What makes all this even more unnerving is that Red Sparrow is helmed by Francis Lawrence, who directed Jennifer Lawrence in the last three Hunger Games movies. It makes one wonder if Francis was waiting for his chance to get out of PG-13 fare, so he could shoot this starlet the way he’d long dreamed. Forget those grungy henleys and glorious gowns. Time for lingerie and literal torture porn! The result is grotesquely misogynistic and in no way intended for the female audience its premise pretends to empower.
For one thing, the clothing in the film is clearly intended to appease the Male Gaze and not the fantasy of fashion-inclined females. Which makes a certain level of plot sense, because Sparrows are honeypots, intended to seduce mainly men.
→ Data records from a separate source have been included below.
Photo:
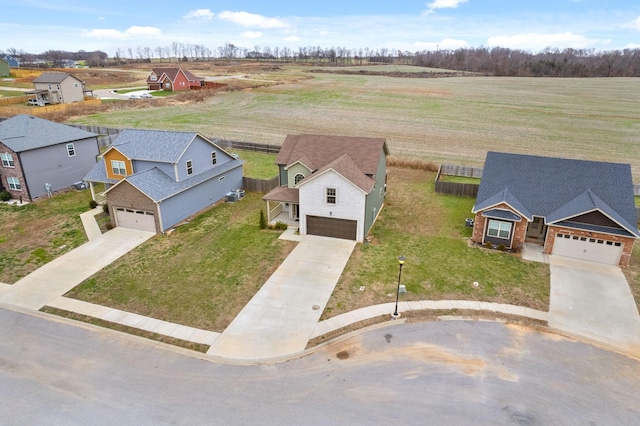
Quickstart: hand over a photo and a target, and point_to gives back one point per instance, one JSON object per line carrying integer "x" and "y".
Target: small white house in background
{"x": 333, "y": 186}
{"x": 57, "y": 88}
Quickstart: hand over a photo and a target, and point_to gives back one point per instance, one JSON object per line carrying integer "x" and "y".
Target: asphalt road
{"x": 452, "y": 372}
Still. Couldn’t Francis have given us ladies some style spectacle? Atomic Blonde managed to have Charlize Theron hot as hell, sometimes naked, undeniably a force to be reckoned with, and a style goddamn icon. It’s not impossible.
When it comes to eye candy for women, Francis gives us a couple of half-hearted shots of a shirtless Edgerton. But in a sex scene between Lawrence and Edgerton, the focus is entirely on her writhing body and curves, while he is so poorly lit, silent, and still that he may as well be part of the furniture. And when he is tortured, there are no lingering shots of his pained face. The privilege of having suffering fetishized goes only to the heroine. And as April Wolfe pointed out in her Village Voice review, this movie is so blatantly uninterested in the ways of women that it contains a scene where Dominika bleaches her hair from dark brown to platinum blonde with ONE box of over-the-counter dye. AND THEN SHE GOES TO A SWIMMING POOL.
If you don’t get why that’s stupid: This wouldn’t work, and is stupid. Besides, it’d be super simple to have her walk into a salon and come out blonde. Or skip it altogether. She’s a spy, she changes her look. We get it. But no, Justin Haythe’s screenplay needed to make it super apparent how little thought was put into the lives of the women Red Sparrow pretends to understand. Sure, we’re meant to empathize with Dominika’s struggle as she delivers fiery lines about the cruel world built by cruel men. But the grossest element of this movie is that it’s finger-wagging at sexism while blatantly objectifying of its heroine, ogling over her body and making her pain its most sensual spectacle.
In a sick irony, Jennifer Lawrence in Red Sparrow is like Dominika. She is trapped in a male-created world where no matter how much of herself she sacrifices for her work, she is still regarded as a plaything for their lusts and whims.